Ces faits doivent être soulignés à la lumière du développement évolutif, car ils mettent en exergue ce que nous voulons dire lorsque nous parlons de la société historique dans sa totalité. Ces faits sont-ils, en quelque sorte, triviaux et insignifiants ? La science de la modernité capitaliste, avec sa structure positiviste, était assez sûre d’elle. Elle voyait toute chose dans les grandes découvertes factuelles. Elle considérait la vérité absolue comme une connaissance superficielle des faits. Elle était sûre que nous étions entrés dans l’ère du développement infini.
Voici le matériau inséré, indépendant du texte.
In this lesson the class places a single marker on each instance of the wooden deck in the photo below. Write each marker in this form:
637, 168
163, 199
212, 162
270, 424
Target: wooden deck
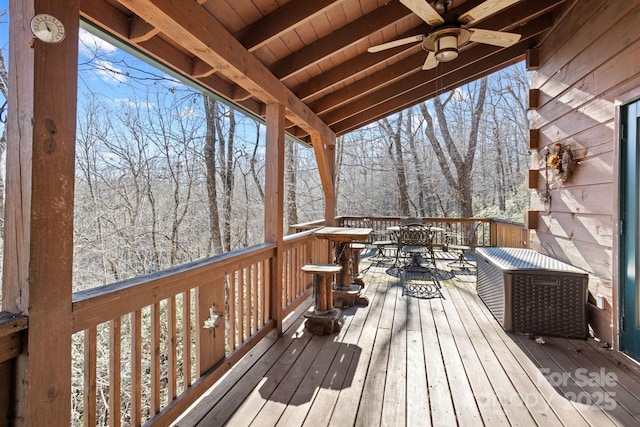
422, 360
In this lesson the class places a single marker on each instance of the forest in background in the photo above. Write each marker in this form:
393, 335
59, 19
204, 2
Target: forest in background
167, 173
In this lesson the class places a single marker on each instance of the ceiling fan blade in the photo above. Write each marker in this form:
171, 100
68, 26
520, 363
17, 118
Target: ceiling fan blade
424, 10
495, 38
395, 43
431, 62
485, 9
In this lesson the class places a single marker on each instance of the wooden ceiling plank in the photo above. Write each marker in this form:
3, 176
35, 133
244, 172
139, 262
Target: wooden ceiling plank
348, 69
323, 164
104, 15
414, 63
292, 14
402, 103
201, 69
140, 30
406, 98
357, 30
518, 15
200, 33
367, 60
114, 21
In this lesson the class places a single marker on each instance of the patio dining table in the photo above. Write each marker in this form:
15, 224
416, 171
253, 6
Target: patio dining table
345, 293
395, 229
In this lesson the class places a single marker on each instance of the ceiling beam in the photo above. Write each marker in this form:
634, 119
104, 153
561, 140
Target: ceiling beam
114, 21
407, 98
198, 32
367, 60
351, 33
413, 64
354, 66
283, 19
445, 78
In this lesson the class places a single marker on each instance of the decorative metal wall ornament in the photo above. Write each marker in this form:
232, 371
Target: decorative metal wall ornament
560, 159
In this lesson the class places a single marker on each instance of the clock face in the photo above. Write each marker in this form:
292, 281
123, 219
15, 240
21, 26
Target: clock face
47, 28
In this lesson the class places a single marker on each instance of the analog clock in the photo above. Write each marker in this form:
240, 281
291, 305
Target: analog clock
47, 28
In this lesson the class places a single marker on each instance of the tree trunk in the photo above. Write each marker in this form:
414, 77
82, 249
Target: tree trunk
210, 160
291, 183
395, 151
462, 183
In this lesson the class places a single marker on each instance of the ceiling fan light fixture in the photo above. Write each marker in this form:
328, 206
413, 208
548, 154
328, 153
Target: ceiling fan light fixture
446, 48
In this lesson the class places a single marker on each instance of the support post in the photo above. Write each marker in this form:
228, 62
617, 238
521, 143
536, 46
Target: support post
38, 245
330, 196
274, 204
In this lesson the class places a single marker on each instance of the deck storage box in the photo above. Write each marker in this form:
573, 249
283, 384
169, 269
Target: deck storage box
530, 292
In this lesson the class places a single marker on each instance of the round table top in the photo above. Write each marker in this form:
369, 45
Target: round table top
431, 228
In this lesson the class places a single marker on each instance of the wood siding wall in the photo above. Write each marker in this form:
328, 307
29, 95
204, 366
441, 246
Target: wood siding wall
588, 67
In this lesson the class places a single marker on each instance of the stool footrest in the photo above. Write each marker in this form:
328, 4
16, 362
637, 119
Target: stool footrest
314, 268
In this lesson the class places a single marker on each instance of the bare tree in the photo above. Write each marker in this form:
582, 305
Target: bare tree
211, 112
460, 155
291, 181
395, 152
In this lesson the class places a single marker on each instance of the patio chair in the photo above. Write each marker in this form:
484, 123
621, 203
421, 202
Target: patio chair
414, 240
463, 244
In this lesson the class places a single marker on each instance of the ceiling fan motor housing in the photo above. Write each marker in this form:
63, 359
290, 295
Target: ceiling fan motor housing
445, 42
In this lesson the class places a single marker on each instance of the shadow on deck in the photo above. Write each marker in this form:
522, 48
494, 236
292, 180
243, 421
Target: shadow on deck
419, 359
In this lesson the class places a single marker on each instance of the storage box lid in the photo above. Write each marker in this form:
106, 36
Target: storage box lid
525, 259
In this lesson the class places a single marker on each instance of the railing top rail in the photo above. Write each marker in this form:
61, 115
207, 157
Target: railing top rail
97, 305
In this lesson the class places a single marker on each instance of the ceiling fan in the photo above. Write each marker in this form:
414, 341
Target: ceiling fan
450, 33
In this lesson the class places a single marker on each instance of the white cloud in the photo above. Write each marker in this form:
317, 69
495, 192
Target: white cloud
133, 104
91, 45
189, 112
109, 72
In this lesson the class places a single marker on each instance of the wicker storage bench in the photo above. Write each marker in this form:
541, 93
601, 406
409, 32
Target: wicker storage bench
530, 292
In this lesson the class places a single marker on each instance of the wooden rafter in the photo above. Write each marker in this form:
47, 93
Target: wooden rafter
202, 35
476, 56
291, 15
382, 17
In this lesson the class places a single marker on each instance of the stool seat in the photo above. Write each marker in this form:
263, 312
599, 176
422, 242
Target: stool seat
316, 268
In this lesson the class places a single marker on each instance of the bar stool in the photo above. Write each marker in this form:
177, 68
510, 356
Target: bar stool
323, 319
355, 257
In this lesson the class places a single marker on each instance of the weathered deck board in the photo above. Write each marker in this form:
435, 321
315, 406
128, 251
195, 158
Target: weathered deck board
415, 361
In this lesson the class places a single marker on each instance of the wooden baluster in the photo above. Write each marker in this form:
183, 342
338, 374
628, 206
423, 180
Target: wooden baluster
90, 359
155, 359
171, 349
136, 368
115, 374
232, 312
255, 296
264, 288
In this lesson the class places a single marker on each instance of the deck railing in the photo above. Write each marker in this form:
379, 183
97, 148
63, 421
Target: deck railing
201, 319
490, 232
145, 349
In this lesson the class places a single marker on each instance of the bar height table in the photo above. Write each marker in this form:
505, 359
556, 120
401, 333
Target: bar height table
345, 293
Comment interpréter son incapacité à voir la catastrophe environnementale qui se produit sous son nez ? Comment comprendre qu’elle n’ait pas été capable de faire face et de remédier aux catastrophes sociales des quatre derniers siècles, qui dépassent en somme toutes les catastrophes du passé, et notamment la guerre ? 

Mettons de côté la prévention de la guerre qui s’est infiltrée dans tous les coins et recoins de la société. Comment expliquer le fait que la science n’ait pas été en mesure d’évaluer correctement ce phénomène ? Il est clair que la science, surtout à l’époque où les monopoles dominants étaient au sommet de leur hégémonie, n’a pas répondu à ces questions, car, soumise au siège idéologique le plus intense, elle s’est conformée structurellement à la manière qui servait le mieux le système. La science dont la structure, le but et la manière sont annoncés et organisés pour légitimer le système, s’est avérée encore moins efficace que la religion. Cependant, il est également clair que si la science n’est pas idéologique, elle ne peut pas exister. Il est essentiel que nous reconnaissions les connaissances et la science qui sont l’idéologie d’une certaine société et d’une certaine classe et que nous déterminions nos positions en conséquence.

Si l’écologie, en tant que l’une des sciences les plus récentes, se positionne correctement dans ce cadre, elle peut fournir la capacité idéale pour résoudre, non seulement le problème environnemental, mais aussi ceux de nature sociale. »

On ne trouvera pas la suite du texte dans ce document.